The WINNERS are the ontologically savvy members of the group who, when given a signal, have a means of accurately predicting the ensuing state. master modelers such as these can be found in all pockets of society, taking form as the powerful tycoon, the cunning entrepreneur, or the trustful friend. playing to their strengths, they take what they know about themselves, about their opponents and their desires, and they respond the to world as best they can.
you and I do this on the individual level, whereas larger organizations do it on a global scale. the magnitude of the exchanges are what makes them so messy. consider the problem of incompatible ontological beliefs. ontological beliefs are nothing less than formal representations of a set of concepts within a defined space and the work flow between those concepts. sometimes there is room for great mutual gains between people and groups if they can trade subsets of those beliefs, but incompatibible ontological states oftentimes render that gain unrealized in the form of dead weight loss.

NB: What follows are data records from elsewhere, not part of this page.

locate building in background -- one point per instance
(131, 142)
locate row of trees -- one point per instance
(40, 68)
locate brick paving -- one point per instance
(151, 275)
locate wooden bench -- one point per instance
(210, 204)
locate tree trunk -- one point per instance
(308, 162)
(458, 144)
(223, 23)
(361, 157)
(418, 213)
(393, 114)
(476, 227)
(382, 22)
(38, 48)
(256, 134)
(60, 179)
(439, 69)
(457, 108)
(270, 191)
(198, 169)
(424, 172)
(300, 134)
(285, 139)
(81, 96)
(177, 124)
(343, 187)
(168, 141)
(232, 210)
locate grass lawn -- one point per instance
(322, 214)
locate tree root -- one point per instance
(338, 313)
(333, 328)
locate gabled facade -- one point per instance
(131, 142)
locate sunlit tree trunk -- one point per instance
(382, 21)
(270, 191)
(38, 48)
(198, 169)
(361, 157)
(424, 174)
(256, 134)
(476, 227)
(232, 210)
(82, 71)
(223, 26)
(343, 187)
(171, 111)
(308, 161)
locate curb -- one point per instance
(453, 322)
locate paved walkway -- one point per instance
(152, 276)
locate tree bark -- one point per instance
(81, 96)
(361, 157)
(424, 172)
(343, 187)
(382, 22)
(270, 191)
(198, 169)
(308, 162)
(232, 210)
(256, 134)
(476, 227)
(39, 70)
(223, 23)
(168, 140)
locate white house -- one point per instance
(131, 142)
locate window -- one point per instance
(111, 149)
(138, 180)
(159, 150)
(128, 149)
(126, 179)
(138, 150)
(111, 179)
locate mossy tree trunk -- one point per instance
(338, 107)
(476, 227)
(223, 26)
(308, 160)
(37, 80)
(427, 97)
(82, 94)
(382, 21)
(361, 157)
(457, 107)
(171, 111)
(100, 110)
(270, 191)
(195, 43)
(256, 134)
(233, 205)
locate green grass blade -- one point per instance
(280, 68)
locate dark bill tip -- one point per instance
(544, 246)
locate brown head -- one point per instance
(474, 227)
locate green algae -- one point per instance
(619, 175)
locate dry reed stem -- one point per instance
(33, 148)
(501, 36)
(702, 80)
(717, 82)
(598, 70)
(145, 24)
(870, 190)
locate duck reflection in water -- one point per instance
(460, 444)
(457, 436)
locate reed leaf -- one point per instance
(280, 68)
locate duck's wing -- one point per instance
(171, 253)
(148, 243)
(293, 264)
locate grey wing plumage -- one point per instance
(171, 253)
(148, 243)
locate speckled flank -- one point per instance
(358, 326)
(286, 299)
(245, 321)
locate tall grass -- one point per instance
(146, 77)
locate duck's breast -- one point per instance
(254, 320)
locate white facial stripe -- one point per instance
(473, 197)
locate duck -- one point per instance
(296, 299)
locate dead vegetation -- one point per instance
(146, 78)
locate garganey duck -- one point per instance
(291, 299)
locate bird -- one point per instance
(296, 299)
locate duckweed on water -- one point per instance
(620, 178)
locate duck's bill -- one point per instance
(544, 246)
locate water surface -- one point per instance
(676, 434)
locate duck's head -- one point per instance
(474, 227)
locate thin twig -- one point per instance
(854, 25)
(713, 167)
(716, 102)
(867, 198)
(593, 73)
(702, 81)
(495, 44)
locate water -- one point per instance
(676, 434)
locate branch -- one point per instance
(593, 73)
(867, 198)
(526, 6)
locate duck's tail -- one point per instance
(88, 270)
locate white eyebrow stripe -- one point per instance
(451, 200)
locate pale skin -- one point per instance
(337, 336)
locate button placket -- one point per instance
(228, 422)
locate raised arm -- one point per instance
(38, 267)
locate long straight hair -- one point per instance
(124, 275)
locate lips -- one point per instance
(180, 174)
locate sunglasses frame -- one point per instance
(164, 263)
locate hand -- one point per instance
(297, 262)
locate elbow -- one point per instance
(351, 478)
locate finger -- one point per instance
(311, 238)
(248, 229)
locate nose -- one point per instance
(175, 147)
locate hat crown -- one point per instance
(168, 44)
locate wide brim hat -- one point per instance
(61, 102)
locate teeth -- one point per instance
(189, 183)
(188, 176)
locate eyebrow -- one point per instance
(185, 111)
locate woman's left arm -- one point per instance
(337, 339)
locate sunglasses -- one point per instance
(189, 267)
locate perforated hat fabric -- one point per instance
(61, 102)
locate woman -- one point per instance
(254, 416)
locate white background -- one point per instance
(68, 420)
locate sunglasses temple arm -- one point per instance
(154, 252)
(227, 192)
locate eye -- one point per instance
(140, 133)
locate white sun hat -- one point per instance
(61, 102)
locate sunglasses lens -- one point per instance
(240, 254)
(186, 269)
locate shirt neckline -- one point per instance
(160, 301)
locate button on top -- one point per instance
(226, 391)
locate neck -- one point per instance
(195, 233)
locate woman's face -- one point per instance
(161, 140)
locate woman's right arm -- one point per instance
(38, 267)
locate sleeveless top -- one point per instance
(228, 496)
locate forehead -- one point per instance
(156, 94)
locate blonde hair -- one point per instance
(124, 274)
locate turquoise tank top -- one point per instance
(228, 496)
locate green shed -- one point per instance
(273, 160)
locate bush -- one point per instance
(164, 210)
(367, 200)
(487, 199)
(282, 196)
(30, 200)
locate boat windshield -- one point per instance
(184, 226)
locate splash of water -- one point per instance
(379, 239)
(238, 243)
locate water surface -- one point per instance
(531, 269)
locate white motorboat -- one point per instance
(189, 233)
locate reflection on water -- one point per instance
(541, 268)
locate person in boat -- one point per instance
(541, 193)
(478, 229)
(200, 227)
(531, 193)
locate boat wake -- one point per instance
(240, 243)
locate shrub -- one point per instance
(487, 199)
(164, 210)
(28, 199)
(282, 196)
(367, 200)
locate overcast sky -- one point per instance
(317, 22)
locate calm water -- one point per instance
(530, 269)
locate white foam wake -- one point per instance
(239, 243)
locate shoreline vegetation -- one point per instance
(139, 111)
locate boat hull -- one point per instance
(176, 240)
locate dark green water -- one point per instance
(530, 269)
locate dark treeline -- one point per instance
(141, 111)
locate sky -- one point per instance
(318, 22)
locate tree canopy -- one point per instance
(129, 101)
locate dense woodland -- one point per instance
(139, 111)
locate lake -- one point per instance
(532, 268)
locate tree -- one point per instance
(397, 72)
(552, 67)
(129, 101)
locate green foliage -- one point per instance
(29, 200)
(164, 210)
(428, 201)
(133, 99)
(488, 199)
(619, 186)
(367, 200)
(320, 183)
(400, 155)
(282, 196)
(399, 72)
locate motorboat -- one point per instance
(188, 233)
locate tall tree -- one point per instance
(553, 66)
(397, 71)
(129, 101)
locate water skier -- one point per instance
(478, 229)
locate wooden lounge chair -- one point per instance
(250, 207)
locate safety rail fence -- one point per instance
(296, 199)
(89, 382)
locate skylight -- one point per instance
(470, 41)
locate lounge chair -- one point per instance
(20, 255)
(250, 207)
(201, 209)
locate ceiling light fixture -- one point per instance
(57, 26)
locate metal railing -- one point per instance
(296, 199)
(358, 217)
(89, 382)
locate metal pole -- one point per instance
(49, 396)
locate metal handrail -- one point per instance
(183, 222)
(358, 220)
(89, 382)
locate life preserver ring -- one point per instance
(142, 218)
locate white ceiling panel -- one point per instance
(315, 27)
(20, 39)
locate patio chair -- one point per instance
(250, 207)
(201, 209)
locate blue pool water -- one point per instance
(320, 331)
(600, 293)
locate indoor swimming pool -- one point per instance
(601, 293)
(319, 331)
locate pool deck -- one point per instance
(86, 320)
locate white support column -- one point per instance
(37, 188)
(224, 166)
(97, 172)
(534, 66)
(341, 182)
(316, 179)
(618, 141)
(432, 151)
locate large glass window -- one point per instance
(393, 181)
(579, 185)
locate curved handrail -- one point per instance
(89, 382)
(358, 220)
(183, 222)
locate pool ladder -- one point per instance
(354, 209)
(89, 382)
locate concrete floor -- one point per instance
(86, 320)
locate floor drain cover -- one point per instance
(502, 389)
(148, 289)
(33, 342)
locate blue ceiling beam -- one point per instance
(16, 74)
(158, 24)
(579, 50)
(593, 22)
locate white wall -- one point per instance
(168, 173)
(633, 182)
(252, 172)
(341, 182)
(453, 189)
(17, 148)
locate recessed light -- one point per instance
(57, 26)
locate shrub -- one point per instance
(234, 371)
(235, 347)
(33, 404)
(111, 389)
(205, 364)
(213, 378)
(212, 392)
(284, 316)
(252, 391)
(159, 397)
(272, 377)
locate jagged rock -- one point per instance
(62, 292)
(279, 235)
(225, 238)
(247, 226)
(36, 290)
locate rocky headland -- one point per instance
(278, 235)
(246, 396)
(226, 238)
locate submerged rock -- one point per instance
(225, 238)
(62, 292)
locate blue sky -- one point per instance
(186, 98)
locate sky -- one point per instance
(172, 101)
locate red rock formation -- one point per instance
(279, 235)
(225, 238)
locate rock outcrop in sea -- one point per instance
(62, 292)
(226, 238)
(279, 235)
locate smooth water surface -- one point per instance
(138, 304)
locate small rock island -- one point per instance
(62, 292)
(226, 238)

THIS IS THE ISSUE OF OUR ERA, a world beset with an oversupply of relevent yet unintelligle DATA TROVES, incompatibility stemming from trivial semantic obstacles like different labels for the same object, subjective business terms, naming and defining categories and classes of software.
can a logical model built from that which is rationalizable offer the uniformity needed for ultimate efficiency, and is that state of affairs even desirable?
is it man versus machine in this zero-sum game? one can never say with certainty weather or not it’s going to rain.